A genome-wide association study of fetal response to type 2 porcine reproductive and respiratory syndrome virus challenge

Abstract

Control of porcine reproductive and respiratory syndrome (PRRS) is economically important for the swine industry worldwide. As current PRRS vaccines do not completely protect against heterologous challenge, alternative means of control, including enhanced genetic resilience, are needed. For reproductive PRRS, the genetic basis of fetal response to PRRS virus (PRRSV) infection is poorly understood. Genome-wide association studies (GWAS) were done here using data from 928 fetuses from pregnant gilts experimentally challenged with type 2 PRRSV. Fetuses were assessed for viral load in thymus (VLT), viral load in endometrium (VLE), fetal death (FD) and fetal viability (FV), and genotyped at a medium density. Collectively, 21 candidate genomic regions were found associated with these traits, seven of which overlap with previously reported QTLs for pig health and reproduction. A comparison with ongoing and related transcriptomic analyses of fetal response to PRRSV infection found differentially expressed genes within 18 candidate regions. Some of these genes have immune system functions, and have been reported to contribute to host response to PRRSV infection. The results provide new evidence about the genetic basis of fetal response to PRRSV challenge, and may ultimately lead to alternative control strategies to reduce the impact of reproductive PRRS.

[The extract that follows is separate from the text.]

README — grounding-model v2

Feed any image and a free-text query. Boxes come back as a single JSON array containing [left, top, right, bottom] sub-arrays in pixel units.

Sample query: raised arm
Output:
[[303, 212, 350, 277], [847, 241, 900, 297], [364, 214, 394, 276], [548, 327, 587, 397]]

Figure 1. Population structure of the fetuses.

The genetic distance was calculated using the genotype of 45,255 SNPs with Hamming distance. The plot was built with 2-D multi-dimension scaling (MDS), and presents the top 2 dimensions (C1 and C2) of the population structure. Colors of the points represent fetal preservation status: green for viable (VIA), red for meconium-stained (MEC), and black for decomposed (DEC). No substantial stratification was evident.

Figure 2. Manhattan Plot for viral load in fetal thymus (VLT), viral load in endometrium (VLE), fetal death (FD) and fetal viability (FV).

The association analysis was conducted with the least absolute shrinkage and selection operator (LASSO). A generalized linear model was used. The Y-axes shows the percentage of total genetic variance (calculated as the variance of GEBV calculated using 45,255 SNPs) that can be explained by each single SNP. Thresholds corresponding to different empirical P-values were calculated with a 1,000-run permutation analysis.

Figure 3. Least-square (LS) means of viral load in fetal thymus (VLT) for individuals with different genotypes for each of three SNPs showing significant (P < 0.05) or suggestive association (P < 0.1) with VLT.

The error bars represent the 95% confidence interval. The numbers above the X-axis represent the total number of animals with that genotype.

Figure 4. Distribution of viral load in fetal thymus (VLT) grouped by number of favoured alleles present in live fetuses.

For each of the three SNPs showing significant (P < 0.05) or suggestive (P < 0.1) association with VLT, a favoured allele was determined. For each individual fetus, the total number of favoured alleles across the three SNPs was determined. The Y-axis represents the proportion of the fetuses (number of fetuses in that VL window divided by the number of all the fetuses in the group); X-axis represents PRRSV RNA concentration (logarithm 10 target copies per mg). The distribution shows the trend that a lower proportion of individuals had high VLT when more favoured alleles were present.

Figure 5. Distribution of fetal preservation status grouped by number of favoured alleles.

For each of the SNPs significantly (P < 0.05) or suggestively (P < 0.1) associated with fetal death (FD), a favoured allele was determined. For each individual fetus, the total number of favoured alleles was determined, and the results displayed for set of SNPs based on their level of significance in the asociation analysis: a) 7 SNPs with P < 0.01, b) 15 SNPs with P-values < 0.05 or < 0.01, c) 18 SNPs with P-values < 0.1, < 0.05 or < 0.01. In each plot (A, B, C, n = 928), the area of each bar is proportional to the number of fetuses, with preservation status represeted by colour (green for viable [VIA], red for meconium-stained [MEC] and black for decomposed/dead [DEC]). The distribution shows the trend that the proportion of dead fetuses (DEC, black rectangles) decreases when more favoured alleles are present. However, the same trend was evident regardless of the number of SNPs included in the analyses (i.e. plots A, B, C look similar), and the number of favoured alleles did not affect the proportion of MEC fetuses (red rectangles), which remained relatively constant.

Figure 6. Distribution of viral load in fetal thymus (VLT) and endometrium (VLE) of live fetuses.

Concentration of NVSL 97-7985 PRRSV RNA (log 10) per mg tissue measured by in-house quantitative real-time PCR.